Author Response File: Author Response.pdf
Reviewer 5 Report
Comments and Suggestions for AuthorsIn this manuscript, the authors present a CNN architecture for the inverse learning of the imprint problem. They generate their training set by running forward simulations with an unsteady physical model—given a droplet image, the model predicts the corresponding high-resolution imprint image at discrete time steps. They then train a CNN to recover the low-resolution droplet image from the high-resolution imprint image and a normalized height input. The paper is well structured, and the results are impressive, but I have a fundamental concern about feasibility. Because the network does not explicitly incorporate the spread time, the same output droplet image can be produced by multiple imprint-image-and-height pairs; conversely, a single imprint image and height may correspond to more than one droplet shape. To validate their inverse-learning approach, the authors should therefore provide evidence that the forward mapping is one-to-one (i.e., invertible) or otherwise demonstrate that the inverse problem admits a unique solution.
Besides, I have a few minor issues:
1. What exactly does “Threshold” refer to in Figure 10 and in all subsequent mentions?
2. I’m not clear on how the authors reached the conclusion in Section 6.5. Please provide more details on how Figure 14 supports their interpretation.
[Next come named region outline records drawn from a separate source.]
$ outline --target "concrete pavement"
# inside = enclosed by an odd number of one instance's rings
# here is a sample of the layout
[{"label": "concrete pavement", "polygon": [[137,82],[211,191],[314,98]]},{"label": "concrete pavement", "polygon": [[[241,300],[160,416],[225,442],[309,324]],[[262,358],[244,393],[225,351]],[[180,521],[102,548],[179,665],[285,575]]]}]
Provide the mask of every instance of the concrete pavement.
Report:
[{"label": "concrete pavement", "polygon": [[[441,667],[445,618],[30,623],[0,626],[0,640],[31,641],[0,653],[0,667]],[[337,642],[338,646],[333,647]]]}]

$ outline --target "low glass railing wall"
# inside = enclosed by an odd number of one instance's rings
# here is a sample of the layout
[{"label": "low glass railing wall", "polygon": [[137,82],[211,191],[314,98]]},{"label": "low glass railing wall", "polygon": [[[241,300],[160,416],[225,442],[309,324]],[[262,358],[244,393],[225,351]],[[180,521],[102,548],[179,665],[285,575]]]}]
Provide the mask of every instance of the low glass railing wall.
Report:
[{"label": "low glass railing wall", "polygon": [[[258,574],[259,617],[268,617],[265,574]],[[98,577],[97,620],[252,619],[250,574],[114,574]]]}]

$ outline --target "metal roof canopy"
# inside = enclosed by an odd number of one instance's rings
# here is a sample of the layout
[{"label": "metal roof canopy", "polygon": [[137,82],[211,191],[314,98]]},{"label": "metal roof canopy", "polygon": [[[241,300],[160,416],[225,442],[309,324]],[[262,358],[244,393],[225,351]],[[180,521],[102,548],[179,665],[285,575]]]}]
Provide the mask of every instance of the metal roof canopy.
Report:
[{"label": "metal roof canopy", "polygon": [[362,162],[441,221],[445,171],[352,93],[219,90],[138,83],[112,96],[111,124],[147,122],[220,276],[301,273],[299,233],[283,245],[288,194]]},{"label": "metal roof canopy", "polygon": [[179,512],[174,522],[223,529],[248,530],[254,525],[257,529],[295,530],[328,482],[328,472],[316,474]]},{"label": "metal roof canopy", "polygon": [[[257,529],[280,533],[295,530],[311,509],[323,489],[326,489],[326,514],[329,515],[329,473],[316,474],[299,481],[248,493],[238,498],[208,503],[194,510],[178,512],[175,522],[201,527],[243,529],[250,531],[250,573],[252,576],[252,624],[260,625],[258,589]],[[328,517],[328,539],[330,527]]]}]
If this analysis isn’t central to the paper, consider moving it to an appendix or omitting it.
3. In the data pre-processing step, the authors select samples from different categories based on Table 2. What is the rationale behind this selection, and how might it affect training performance?
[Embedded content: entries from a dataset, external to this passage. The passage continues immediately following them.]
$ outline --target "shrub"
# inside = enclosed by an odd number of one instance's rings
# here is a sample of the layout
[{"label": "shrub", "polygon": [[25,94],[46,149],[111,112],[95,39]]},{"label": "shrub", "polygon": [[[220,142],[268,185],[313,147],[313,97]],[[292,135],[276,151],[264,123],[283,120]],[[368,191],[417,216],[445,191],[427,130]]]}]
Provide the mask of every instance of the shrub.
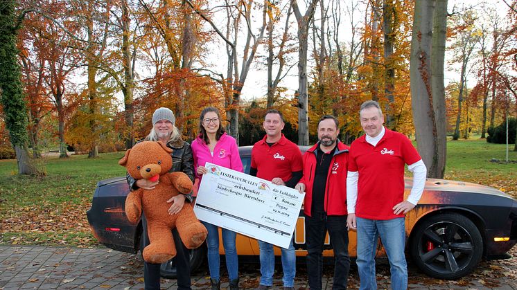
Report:
[{"label": "shrub", "polygon": [[[508,143],[515,144],[516,129],[517,128],[517,118],[508,119]],[[497,127],[490,127],[488,130],[489,136],[487,142],[496,144],[506,143],[506,120]]]}]

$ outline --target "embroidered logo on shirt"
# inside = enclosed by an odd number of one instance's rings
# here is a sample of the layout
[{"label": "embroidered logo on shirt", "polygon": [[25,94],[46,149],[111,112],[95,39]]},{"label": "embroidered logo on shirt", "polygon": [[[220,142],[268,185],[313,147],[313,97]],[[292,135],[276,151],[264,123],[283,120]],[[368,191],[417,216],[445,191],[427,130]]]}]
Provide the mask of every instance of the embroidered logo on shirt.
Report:
[{"label": "embroidered logo on shirt", "polygon": [[278,152],[275,153],[274,155],[273,155],[273,158],[275,159],[280,159],[280,160],[283,160],[286,158],[286,157],[283,156],[282,155],[280,155]]},{"label": "embroidered logo on shirt", "polygon": [[393,152],[393,150],[388,150],[387,149],[384,148],[382,150],[380,150],[380,154],[383,155],[384,154],[393,155],[394,152]]},{"label": "embroidered logo on shirt", "polygon": [[340,165],[336,162],[334,164],[332,165],[332,171],[331,173],[333,174],[338,174],[338,168],[340,167]]}]

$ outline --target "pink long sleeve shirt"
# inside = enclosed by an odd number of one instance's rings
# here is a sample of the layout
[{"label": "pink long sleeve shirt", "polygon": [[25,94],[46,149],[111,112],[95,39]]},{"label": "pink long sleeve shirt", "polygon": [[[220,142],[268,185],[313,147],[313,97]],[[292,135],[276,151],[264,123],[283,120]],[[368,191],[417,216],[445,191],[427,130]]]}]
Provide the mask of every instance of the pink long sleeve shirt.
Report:
[{"label": "pink long sleeve shirt", "polygon": [[243,161],[240,161],[237,142],[234,137],[227,135],[226,133],[224,133],[217,141],[213,148],[213,154],[211,154],[210,148],[199,136],[192,141],[191,146],[194,156],[194,173],[195,177],[200,179],[200,182],[202,176],[198,174],[198,167],[205,166],[207,162],[239,172],[243,172]]}]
4. The term “function approximator” in Section 5.1 is too vague—this phrase generally describes any method for approximating functions. Please replace it with more specific terminology that conveys exactly what the authors intend.
5. Figure 5 spans three pages but is introduced by only a single sentence. What narrative or insight does this figure convey? If it is important, please add explanatory text; otherwise, consider removing it.
6. The phrase “system becomes slower” appears twice (lines 229 and 235). What do the authors mean by this, please elaborate on the underlying cause.
Overall, considering the innovation and integrity of the work, I recommend its publication in Fluids, provided that the authors address the issues outlined above.
Author Response
Please see the attached file.
Author Response File: Author Response.pdf
Round 2
Reviewer 3 Report
Comments and Suggestions for AuthorsThe revised manuscript has addressed my concerns.
Reviewer 5 Report
Comments and Suggestions for AuthorsI am satisfied with the revisions and recommend the manuscript for publication.